How This Book Can Help You
North Carolina's rich medical heritage, from Duke University Medical Center's cutting-edge research to the rural mountain clinics where Appalachian physicians serve isolated communities, provides a spectrum of clinical settings where the extraordinary experiences documented in Dr. Kolbaba's Physicians' Untold Stories are encountered. The state's unique blend of scientific medicine and deep folk traditions creates an environment where physicians trained in evidence-based practice—as Dr. Kolbaba was at Mayo Clinic—must nevertheless reckon with patient experiences that fall outside the boundaries of conventional medical explanation.
Southern medical schools near Fayetteville, North Carolina could use this book as a teaching tool in palliative care and medical humanities courses. The accounts it contains illustrate the limits of the biomedical model in ways that are impossible to teach through lectures alone.
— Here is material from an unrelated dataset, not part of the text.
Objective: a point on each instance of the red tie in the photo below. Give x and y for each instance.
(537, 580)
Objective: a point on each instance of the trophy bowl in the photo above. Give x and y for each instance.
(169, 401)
When students read a colleague's honest account of encountering the inexplicable, their education expands in a direction that textbooks cannot provide.


About the Author
Dr. Scott J. Kolbaba, MD is an internist at Northwestern Medicine. Mayo Clinic trained, he spent three years interviewing 200+ physicians about their most extraordinary experiences.
Medical Fact
The adrenal glands can produce adrenaline in as little as 200 milliseconds — faster than a conscious thought.